SEATTLE — The last time he was here, he wore a cast on one foot and street clothes to the game. He sat behind the Michigan basketball team as it played for the national championship. And when that championship was won, and the buzzer sounded, he ran onto the floor, cast and all, and celebrated in a happy pile of players. The whole world was ahead of Eric Riley in those days. He was a redshirt freshman, an apprentice to glory, just waiting for his turn in the uniform. “I thought,” he says now, “I would be celebrating like that again. Only with me playing.”
The Life of Riley has changed significantly since then. He has a son now, for one thing. He has bills, for another. He is a senior on a team full of superstar sophomores, and his college career is over the next time Michigan comes up on the short end of a score, or when it cuts down the nets a week from Monday in New Orleans. One way or the other, it’s over. Riley hopes for the happier finish, but says: “At this point, life will go on if we don’t win it. I know that now.”
Eric Riley, 22, knows a great many things now. He has these huge, deer-like eyes that dominate his face — they are wide- open eyes — and you wonder if the last four years haven’t been responsible for that. He remembers being stunned that freshman season, when police escorts led the team through Seattle. Police escorts? And all those fans at the hotels, gyms and arenas, just waiting, no matter where the Wolverines went? “How did they know we would be here?” he remembers thinking.
One time, the bus schedule got mixed up, and the players had to take limousines to the arena. “That was really something,” Riley says, shaking his head. “Limousines. Me and Terry Mills, Loy Vaught, Rumeal Robinson, we were all in this limo, going to some practice. I couldn’t believe it.”
A happy pile. A championship.
And then came the real world.
A kid with a baby
Riley got to play the next season, but the team ran out of magic and was eliminated early in the tournament. The following year, it missed the tournament altogether. During that season, Riley learned he was going to be a father. “I was scared,” he admits. He would go to practice and hear teammates worrying about a test or a car and wish those problems were all he had to deal with.
His world was changing.

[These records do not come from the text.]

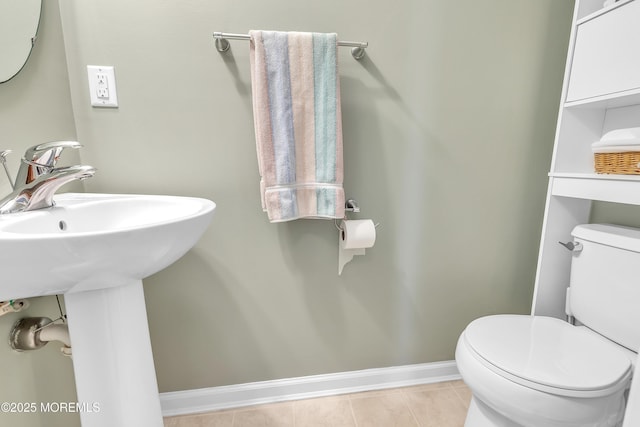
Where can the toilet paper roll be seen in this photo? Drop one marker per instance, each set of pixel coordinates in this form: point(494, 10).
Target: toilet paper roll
point(357, 234)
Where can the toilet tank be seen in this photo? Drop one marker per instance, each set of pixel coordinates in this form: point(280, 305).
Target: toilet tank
point(605, 282)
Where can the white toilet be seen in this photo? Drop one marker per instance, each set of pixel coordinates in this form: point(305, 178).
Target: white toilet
point(536, 371)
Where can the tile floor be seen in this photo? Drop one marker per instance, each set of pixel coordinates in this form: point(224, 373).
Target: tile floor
point(432, 405)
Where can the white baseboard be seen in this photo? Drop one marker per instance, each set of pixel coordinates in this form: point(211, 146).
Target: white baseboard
point(233, 396)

The first time he held his baby, he didn’t know what to do. He was just a kid himself. And then there were bills to pay, and classes to keep up with, and, on top of that, there were these five freshmen who had come along and usurped all of the starting positions. Riley was a junior, ripe in body and skills. He had been second in Big Ten rebounding the previous season. But, suddenly, he was on the bench when the starters were announced.
“Things weren’t the way I expected,” he says.
That he dealt with all this, that he didn’t go off the deep end and say,
“It’s not fair! Why is this happening to me?” is a credit to his ever-developing maturity. Riley is a gentle, soft-spoken soul inside a 7-foot shell. He takes a lot of teasing from his younger teammates because he will let them get away with it, unless it’s something important. Anyhow, Riley is thinking other thoughts now: the NBA, mostly.
A few weeks back, Riley and sophomore Ray Jackson were talking about the NCAA tournament.
“You gonna shave your head like we all did last year?” Jackson said. “Nah,” Riley said.
“Come on, E! You gotta go bald, just once.”
Riley shook his head. “I’m too old for that.”
In your dreams, maybe . . .
Last week, against UCLA, Riley had a disastrous first half. He missed several shots. He was bumped around inside. Frustrated, he tried to get it all back with a single, rim- rumbling dunk. He missed.
“When that happened I said, aw, no! This is bad.”
He eventually took a seat, and he thought on the bench that maybe this would be his last college performance. What a way to go out. Luckily, Michigan won a squeaker.
“In my dreams, we win the championship with me hitting a turnaround jumper at the buzzer,” he says. He smiles, then looks down. “If I’m even in the game at the buzzer. . . . “
His son can talk now. When he watches on TV he says, in baby talk, “Eric Riley.” One day, he will be old enough to shoot baskets with his father. There is that to look forward to. And maybe an NBA career. And all the wonders of the adult world.
So maybe the college thing didn’t reach the heights he imagined the last time he was in this city, that redshirt year of innocence of championships. But he has done OK. He has learned to cope. That’s also part of higher education, isn’t it?
“With all that’s happened,” comes the question, “when this ends–“
He stretches his long arms over his head and smiles, already knowing his answer.
“I’m ready,” he says. Eyes open, as usual.